“Incongruity! Think what it means for a girl to have been taught to connect the idea of something low and evil with that which nevertheless is to lie at the foundation of all her after life. That is what it amounts to, and people complain that women are not logical.”

Lady Engleton laughed. “Fortunately things work better in practice than might be expected, judging them in the abstract. How bashful Professor Theobald seems suddenly to have become! Why doesn’t he join us, I wonder? However, so much the better; I do like to hear you talk heresy.”

“I do more than talk it, I mean it,” said Hadria. “I fail utterly to get at the popular point of view.”

“But you misrepresent it—there are modifying facts in the case.”

“I don’t see them. Girls are told: ‘So and so is not a nice thing for you to talk about. Wait, however, until the proper signal is given, and then woe betide you if you don’t cheerfully accept it as your bounden duty.’ If that does not enjoin abject slavishness and deliberate immorality of the most cold-blooded kind, I simply don’t know what does.”

Lady Engleton seemed to ponder somewhat seriously, as she stood looking down at the grave beside her.

“How we ever came to have tied ourselves into such an extraordinary mental knot is what bewilders me,” Hadria continued, “and still more, why it is that we all, by common consent, go on acting and talking as if the tangled skein ran smooth and straight through one’s fingers.”

“Chiefly, perhaps, because women won’t speak out,” suggested Lady Engleton.

“They have been so drilled,” cried Hadria, “so gagged, so deafened, by ‘the shrieks of near relations.’”

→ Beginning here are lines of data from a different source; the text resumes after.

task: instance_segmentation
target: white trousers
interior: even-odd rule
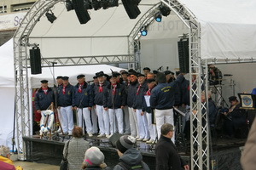
[[[133,110],[133,108],[128,107],[129,110],[129,121],[131,127],[131,135],[133,137],[137,137],[138,135],[138,128],[137,128],[137,121],[136,112]]]
[[[143,116],[141,116],[142,110],[137,109],[136,110],[137,113],[137,127],[138,127],[138,132],[139,132],[139,137],[140,139],[149,139],[149,132],[148,132],[148,120],[147,116],[144,114]]]
[[[92,107],[91,110],[91,121],[92,121],[92,133],[98,133],[98,116],[96,108]]]
[[[157,137],[156,126],[155,124],[152,124],[152,113],[145,112],[148,119],[148,127],[150,135],[150,139],[155,139]]]
[[[108,114],[109,114],[109,123],[110,123],[110,134],[113,134],[114,133],[117,133],[116,128],[118,129],[119,133],[123,133],[124,122],[123,122],[122,109],[108,109]]]
[[[160,139],[161,134],[161,126],[165,123],[170,123],[174,128],[173,121],[173,109],[167,110],[155,110],[155,121],[156,121],[156,130],[158,134],[158,139]],[[174,129],[175,130],[175,129]],[[175,133],[172,138],[173,144],[175,144]]]
[[[131,134],[128,106],[124,107],[123,114],[124,114],[124,122],[125,122],[124,123],[125,133]]]
[[[102,105],[96,105],[100,134],[109,134],[109,117],[108,111],[104,110]]]
[[[72,106],[61,107],[60,109],[60,116],[62,121],[62,129],[63,133],[72,133],[73,128],[73,110]]]
[[[84,128],[84,125],[83,123],[83,118],[85,122],[85,128],[86,128],[86,132],[87,133],[92,133],[92,126],[91,126],[91,121],[90,121],[90,112],[88,107],[85,108],[79,108],[77,110],[77,114],[78,114],[78,125],[79,127],[82,127],[83,129]],[[83,114],[82,114],[83,113]]]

Lady Engleton was asking for an explanation, when the wedding-bells began to clang out from the belfry, merry and roughly rejoicing. “Tom-boy bells,” Hadria called them. They seemed to tumble over one another and pick themselves up again, and give chase, and roll over in a heap, and then peal firmly out once more, laughing at their romping digression, joyous and thoughtless and simple-hearted. “Evidently without the least notion what they are celebrating,” said Hadria.